Гольцов затих на какое-то время, неотрывно наблюдая за тем, как она морщит аккуратные бровки. Потом встал из-за стола, прошелся по кухне и вдруг полез в холодильник. Рылся там, рылся. Вытащил кусок оставшегося от ужина сыра и принялся нарезать его на доске мелкими кубиками. Потом начал поочередно открывать и закрывать шкафы. Нашел бутылку красного вина. Два бокала. И засуетился со штопором.
– Чего это ты вдруг? – Лия покосилась на него.
– Мозги совсем поплыли. Хочу немного простимулировать мыслительную активность, – пояснил он с виноватой улыбкой. – А ты против?
– Да нет... Слушай, Дим. А в ходе следствия выяснилось, к кому она все же прибыла в тот вечер? – не давала ей покоя погибшая наркоманка, хоть убей.

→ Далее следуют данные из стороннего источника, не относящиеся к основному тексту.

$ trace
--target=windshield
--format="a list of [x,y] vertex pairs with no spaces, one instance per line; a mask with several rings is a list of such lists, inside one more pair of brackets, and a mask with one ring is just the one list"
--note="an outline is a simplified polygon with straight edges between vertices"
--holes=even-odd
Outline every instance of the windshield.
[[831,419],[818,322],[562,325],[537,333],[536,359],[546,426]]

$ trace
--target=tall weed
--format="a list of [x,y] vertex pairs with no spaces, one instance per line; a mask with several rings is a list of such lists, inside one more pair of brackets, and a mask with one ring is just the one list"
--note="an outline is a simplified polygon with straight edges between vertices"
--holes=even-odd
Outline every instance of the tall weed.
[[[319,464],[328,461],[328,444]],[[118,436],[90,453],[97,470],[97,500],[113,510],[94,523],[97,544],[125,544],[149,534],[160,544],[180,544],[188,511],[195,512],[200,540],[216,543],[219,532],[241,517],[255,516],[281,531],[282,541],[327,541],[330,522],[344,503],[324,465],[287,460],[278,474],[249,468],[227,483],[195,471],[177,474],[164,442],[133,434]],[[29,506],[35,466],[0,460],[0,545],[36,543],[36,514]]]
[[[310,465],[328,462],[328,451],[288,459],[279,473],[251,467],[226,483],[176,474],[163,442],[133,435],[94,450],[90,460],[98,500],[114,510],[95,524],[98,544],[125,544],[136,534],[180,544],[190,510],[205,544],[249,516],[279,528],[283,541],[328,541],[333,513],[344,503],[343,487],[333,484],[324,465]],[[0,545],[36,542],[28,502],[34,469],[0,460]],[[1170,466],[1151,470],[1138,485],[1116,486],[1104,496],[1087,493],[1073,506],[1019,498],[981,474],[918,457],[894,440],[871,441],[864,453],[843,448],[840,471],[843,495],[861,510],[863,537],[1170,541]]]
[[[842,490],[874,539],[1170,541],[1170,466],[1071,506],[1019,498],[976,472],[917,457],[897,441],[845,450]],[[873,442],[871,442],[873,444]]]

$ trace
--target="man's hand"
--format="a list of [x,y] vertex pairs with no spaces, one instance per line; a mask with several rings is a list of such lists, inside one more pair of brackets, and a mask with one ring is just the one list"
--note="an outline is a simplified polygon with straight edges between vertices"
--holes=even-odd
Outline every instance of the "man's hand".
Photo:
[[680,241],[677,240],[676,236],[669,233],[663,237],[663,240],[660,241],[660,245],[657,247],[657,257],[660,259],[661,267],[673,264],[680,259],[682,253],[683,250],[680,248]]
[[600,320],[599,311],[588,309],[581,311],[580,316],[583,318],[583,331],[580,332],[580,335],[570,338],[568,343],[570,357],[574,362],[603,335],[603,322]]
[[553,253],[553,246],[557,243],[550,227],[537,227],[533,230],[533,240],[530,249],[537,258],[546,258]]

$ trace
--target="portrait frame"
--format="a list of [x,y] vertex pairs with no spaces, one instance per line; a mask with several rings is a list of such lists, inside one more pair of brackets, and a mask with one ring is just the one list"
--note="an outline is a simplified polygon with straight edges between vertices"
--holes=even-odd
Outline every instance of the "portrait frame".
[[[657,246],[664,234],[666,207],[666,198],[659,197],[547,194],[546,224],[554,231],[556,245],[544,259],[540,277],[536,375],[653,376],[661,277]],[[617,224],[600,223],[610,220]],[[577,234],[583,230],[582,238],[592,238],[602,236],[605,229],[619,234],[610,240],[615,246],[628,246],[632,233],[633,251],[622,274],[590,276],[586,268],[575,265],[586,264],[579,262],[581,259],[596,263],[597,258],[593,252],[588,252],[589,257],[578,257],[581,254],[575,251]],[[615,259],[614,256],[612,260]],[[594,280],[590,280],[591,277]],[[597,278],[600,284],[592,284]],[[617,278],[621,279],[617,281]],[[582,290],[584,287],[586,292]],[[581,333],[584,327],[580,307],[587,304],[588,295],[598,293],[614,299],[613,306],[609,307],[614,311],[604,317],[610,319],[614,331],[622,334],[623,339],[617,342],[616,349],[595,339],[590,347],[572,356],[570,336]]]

– Не-а. Опрашивали, говорят, всех. Правда, верится мне с трудом. Кому нужно колыхаться ради обколовшейся наркоманки? Вообще-то копошиться начали лишь в той связи, что она преставилась в моей постели. А коли на лестнице померла бы, вряд ли кто и дело начал заводить. Обкололась и обкололась. Днем раньше, днем позже. Ты согласна со мной?
– На все сто! – возразить ему было сложно, но Лия снова упрямо стояла на своем. – Но она же не могла просто так сидеть именно в этом подъезде, именно на этой лестничной клетке. Как, кстати, она попала в подъезд? У нас же кодовый замок. Консьерж опять-таки! Их опрашивали?
– Наверное. – Гольцов равнодушно пожал плечами, все это уже было, было, было сотню раз: и вопросы, и предположения, и версии. – Мне же не докладывали о результатах их показаний. Хотя, думаю, все происходило много проще. Шальная наркоманка с приличным стажем, а так оно и было, кстати, забрела в подъезд погреться. Тут холостой скучающий бизнесмен подвернулся. Пригласил ее к себе, собравшись весело провести время...
– А ты собирался? – презрительно скривила губы Лия; нет, она никогда не научится понимать мужчин, во всяком случае, большую их половину.
– Собирался! – честно признался Гольцов. – Хороша была, чертовка! Я завелся, понимаешь!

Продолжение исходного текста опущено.